The operator dashboard

Svelte 5 with DaisyUI and Tailwind, on a dark “c2dark” theme: near-black background, teal primary, orange accent.

Updates arrive live over a Server-Sent Events stream whenever an implant registers or a result lands. No polling, no websockets. Implants show as online, idle, or offline (last seen under 60 seconds, under five minutes, or longer), color-coded in the sidebar. Screenshot results render inline with buttons to open them full size or save them. And since an implant might not check in right away, you can queue several tasks ahead of time; each one shows up in the queue tab and can be cancelled.

What I learned

mTLS was tedious, not hard. Once the certificate infrastructure is in place (CA, server cert, client cert), the code is straightforward. Generating and distributing the certs is where you actually spend the time.

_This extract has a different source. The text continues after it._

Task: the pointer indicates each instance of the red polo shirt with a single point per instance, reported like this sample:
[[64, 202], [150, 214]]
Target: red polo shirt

Jitter matters. Even +/-20% on a 20-second interval spreads the beacons across 16 to 24 seconds. Over a hundred check-ins, that’s way harder to pick out of traffic than a metronome.

The HMAC-derived endpoints are my favorite part of the whole project. Both sides derive the path from a shared secret, so anyone sniffing the wire just sees requests to /a3f8d291... that mean nothing without the key.

SQLite for persistence is underrated. In-memory state is quick to write but you lose everything on restart. SQLite adds almost no complexity and makes the tool usable across sessions.

Test end to end from day one. Running a real server, a real implant, and real task execution caught bugs that mocked unit tests would have missed completely, including that TCP fragmentation bug in the first variant.

What’s next

Two of the items that were on this list when I first wrote it have since shipped (v0.4.0): a persistent PTY shell (so you can run vim or python3 instead of one-shot subprocess calls) and a SOCKS5 proxy for pivoting into internal networks through the implant. Still on the list: traffic shaping. Randomized User-Agent, HTTP keep-alive, realistic browser headers so the beacon blends into ordinary web traffic. Broader evasion work after that.

The current build stays private (the newer capabilities aren’t published), but I’m happy to walk through the architecture or share source on request. It’s a learning tool.